Tony Miyambo’s one-man performance of “Kafka’s Ape,” an adaptation of Franz Kafka’s short story “A Report to an Academy,” will be performed tonight in Flanagan Theater. The performance is a part of the Center for the Humanities programming for the academic year: Dis/Unity and Difference.
“Any dimension of distinction, perhaps disagreement, perhaps moving beyond difference and finding reconciliation are themes that we’re interested in,” said Vance Byrd, interim director of the center for the humanities and professor of German.
The play, adapted and directed by Phala O. Phala, follows a formerly captive ape named Red Peter, who escapes his cage and becomes “humanized” by imitating humans in order to survive. Phala speaks to an audience at a scientific convention to explain how he has developed to seemingly become more human than ape. The play delves into themes of difference, identity, humanity and otherness.
For Miyambo, physicality is a crucial aspect of his performance as Red Peter. Embodying the character of the ape without assistance from prosthetics or exaggerated costuming requires special attention to movement.
“The commitment to the characterization had to be physical in an intense way but that is [sic] also truthful to the complexity of an ape that is an animal at heart but that is negotiating himself between being an animal and being more human,” he said.
Miyambo has performed “Kafka’s Ape” across the globe, including in Amsterdam, California and South Africa. Following tonight’s performance in Grinnell, he and stage manager Gogo Mapitsi Lieketso Mohoto-WaThaluki will tour with the play to locations including Dubai, the Czech Republic, Cape Town and Rwanda. Each location provides an opportunity for Miyambo and Lieketso to consider political or cultural influences that may affect audiences and their interpretations of the performance in different ways.
“We try to have a level of awareness about the context we’re performing in, what the issues are. For example, when we performed the show in California, we were very much aware of the Black Lives Matter movement and the complexity around those ideas and identities. And I think here, it’s been about understanding kind of what it means to live in a small quiet town and how identity manifests often in this place and this time,” Miyambo said.

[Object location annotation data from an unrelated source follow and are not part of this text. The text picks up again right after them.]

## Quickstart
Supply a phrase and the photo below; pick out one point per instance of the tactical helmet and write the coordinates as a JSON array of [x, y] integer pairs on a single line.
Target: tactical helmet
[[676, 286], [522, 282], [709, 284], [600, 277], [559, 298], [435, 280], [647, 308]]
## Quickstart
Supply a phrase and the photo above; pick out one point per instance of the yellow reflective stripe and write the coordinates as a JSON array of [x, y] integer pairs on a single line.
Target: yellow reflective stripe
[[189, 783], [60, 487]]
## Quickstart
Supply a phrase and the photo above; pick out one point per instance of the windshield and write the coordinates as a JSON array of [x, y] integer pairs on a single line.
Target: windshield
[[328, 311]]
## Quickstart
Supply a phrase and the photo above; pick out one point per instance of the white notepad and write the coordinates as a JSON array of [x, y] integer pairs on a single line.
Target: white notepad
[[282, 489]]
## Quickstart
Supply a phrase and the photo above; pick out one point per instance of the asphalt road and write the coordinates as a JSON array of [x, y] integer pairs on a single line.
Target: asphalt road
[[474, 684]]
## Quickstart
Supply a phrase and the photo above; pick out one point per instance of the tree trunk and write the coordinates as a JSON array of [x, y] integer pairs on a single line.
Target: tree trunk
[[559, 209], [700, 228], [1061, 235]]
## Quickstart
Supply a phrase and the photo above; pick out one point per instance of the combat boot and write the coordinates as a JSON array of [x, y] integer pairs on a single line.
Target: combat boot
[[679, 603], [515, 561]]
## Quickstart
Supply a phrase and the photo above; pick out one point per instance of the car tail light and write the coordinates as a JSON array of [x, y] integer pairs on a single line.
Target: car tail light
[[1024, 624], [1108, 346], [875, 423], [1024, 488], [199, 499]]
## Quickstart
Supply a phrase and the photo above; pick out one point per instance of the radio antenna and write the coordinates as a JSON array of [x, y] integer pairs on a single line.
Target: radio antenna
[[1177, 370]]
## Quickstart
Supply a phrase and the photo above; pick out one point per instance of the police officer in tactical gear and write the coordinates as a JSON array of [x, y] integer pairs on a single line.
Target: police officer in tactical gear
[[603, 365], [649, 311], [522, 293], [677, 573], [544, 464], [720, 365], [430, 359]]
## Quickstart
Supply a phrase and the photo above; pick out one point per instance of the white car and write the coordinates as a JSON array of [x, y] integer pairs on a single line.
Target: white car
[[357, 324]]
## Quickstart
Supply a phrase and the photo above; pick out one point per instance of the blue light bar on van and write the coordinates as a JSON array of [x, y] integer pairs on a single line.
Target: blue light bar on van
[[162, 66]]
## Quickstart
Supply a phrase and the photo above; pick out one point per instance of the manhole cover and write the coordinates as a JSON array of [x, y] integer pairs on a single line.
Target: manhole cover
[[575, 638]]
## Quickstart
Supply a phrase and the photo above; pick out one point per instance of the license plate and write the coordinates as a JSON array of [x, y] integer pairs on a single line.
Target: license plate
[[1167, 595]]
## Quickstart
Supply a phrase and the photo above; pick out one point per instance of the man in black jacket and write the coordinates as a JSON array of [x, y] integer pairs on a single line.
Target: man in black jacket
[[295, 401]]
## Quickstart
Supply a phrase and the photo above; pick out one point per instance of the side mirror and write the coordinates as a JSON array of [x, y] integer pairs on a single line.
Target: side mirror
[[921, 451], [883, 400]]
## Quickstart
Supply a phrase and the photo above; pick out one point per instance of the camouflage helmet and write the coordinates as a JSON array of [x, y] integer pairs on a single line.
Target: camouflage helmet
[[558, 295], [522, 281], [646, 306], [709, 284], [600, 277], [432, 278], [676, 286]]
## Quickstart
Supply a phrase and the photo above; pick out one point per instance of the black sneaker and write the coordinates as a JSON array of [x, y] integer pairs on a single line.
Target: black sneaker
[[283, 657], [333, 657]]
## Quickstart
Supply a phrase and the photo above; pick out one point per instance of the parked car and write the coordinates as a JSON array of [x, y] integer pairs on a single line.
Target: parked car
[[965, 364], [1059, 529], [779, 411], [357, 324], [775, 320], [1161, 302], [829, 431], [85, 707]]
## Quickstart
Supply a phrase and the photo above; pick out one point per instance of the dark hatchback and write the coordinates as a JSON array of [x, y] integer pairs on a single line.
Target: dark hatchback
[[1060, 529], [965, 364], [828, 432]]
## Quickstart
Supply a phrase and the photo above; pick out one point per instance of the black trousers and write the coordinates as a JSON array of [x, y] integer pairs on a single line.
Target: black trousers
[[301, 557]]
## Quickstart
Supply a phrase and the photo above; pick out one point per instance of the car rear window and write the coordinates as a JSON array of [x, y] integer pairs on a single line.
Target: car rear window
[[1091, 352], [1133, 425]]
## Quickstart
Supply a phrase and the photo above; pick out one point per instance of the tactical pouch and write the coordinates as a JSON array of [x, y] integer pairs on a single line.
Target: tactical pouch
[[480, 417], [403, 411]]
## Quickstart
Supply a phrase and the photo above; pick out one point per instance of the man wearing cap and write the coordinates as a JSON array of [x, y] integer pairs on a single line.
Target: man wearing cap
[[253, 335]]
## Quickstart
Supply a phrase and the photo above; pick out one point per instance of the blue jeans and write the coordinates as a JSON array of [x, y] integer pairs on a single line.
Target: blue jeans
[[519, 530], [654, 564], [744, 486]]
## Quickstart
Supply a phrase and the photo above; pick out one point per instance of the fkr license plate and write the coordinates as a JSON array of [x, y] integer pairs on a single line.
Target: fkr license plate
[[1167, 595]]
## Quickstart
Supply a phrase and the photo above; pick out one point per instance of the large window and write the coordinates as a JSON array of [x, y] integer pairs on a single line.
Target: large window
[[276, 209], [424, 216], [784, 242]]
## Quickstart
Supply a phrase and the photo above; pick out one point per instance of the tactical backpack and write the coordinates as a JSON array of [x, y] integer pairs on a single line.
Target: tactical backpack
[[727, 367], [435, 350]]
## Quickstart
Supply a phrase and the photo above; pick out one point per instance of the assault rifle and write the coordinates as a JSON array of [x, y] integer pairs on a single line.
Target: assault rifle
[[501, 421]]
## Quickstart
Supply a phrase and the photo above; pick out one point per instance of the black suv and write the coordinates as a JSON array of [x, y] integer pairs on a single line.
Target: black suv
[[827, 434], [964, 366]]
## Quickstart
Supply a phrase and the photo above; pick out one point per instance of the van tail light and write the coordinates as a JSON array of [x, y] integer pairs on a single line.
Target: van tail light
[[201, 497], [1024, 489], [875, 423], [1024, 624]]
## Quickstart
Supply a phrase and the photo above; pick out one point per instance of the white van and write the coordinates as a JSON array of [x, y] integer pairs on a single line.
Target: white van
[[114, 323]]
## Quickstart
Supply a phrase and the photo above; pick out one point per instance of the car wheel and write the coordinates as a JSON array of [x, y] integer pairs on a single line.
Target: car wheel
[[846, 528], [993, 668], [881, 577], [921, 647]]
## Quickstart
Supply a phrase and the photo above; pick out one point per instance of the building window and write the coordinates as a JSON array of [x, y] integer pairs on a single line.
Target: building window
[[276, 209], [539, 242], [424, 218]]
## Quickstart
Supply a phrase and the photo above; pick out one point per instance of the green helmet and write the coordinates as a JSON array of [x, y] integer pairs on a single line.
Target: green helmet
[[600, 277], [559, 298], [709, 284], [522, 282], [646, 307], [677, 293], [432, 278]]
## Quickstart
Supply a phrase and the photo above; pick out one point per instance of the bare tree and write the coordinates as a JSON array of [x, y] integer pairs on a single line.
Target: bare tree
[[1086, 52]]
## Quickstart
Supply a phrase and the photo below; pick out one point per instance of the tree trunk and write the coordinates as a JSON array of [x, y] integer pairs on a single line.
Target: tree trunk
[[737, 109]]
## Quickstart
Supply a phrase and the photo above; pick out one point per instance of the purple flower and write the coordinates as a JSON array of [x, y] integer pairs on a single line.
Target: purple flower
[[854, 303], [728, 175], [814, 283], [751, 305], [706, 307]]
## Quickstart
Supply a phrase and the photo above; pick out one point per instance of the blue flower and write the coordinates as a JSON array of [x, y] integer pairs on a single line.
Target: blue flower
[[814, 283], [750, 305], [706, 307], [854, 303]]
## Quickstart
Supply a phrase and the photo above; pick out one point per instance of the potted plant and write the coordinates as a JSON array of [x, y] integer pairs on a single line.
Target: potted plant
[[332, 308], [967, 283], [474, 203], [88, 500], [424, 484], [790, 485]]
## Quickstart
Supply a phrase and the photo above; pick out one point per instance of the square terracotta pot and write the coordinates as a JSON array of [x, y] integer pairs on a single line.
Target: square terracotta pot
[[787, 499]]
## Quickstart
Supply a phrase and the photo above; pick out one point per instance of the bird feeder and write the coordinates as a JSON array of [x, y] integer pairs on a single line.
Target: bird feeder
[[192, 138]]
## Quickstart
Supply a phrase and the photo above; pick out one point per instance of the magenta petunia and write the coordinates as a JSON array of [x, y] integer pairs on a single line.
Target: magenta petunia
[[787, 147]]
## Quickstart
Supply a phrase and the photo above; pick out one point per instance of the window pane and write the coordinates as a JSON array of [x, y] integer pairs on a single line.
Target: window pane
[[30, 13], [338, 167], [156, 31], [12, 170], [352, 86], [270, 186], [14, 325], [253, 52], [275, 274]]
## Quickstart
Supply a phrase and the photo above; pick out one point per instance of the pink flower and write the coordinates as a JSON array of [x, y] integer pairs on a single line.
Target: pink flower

As per the Center for the Humanities’ theme of Dis/Unity and Difference, the performers hope to encourage conversations and dialogue on topics such as otherness. In this sense, the audience has an active role in observing and making meaning of the play, whatever that may mean to each individual.
“I think a performance is only as powerful as the people who engage in it. So if people choose to come and watch the work and not be engaged, there’s nothing Tony and I can do about that. But if they choose to have a conversation about whatever it is that strikes them about the work and to attach that to how society works and how they position themselves politically, then I think it [the performance] can have a lot of power because that means that it can splinter into all kinds of conversations that we can’t anticipate,” said Lieketso.
“Kafka’s Ape” touches on innumerable themes depending on each audience member’s personal experience. The onus is ultimately on audience members to respond to the play and to continue a dialogue.
“We’re both powerful and powerless at the same time, and I think all theater is like that. It can be incredibly powerful, but it is like potential energy. If the energy doesn’t get used, it will stay potential,” Lieketso said.
Despite the myriad of potential conversations that may result from “Kafka’s Ape,” Miyambo located one overarching theme uniting each of its performances: empathy.
“If people can leave here with an overwhelming sense of empathy: empathy for each other, empathy for the other, whatever the other might be. The other might be black, the other might be an animal, the other might be homosexual. … Anything that can be located in otherness, I think the key to really having open and honest dialogue is empathy, and that’s kind of the one thing I always try to make sure people come away with from the show,” he said.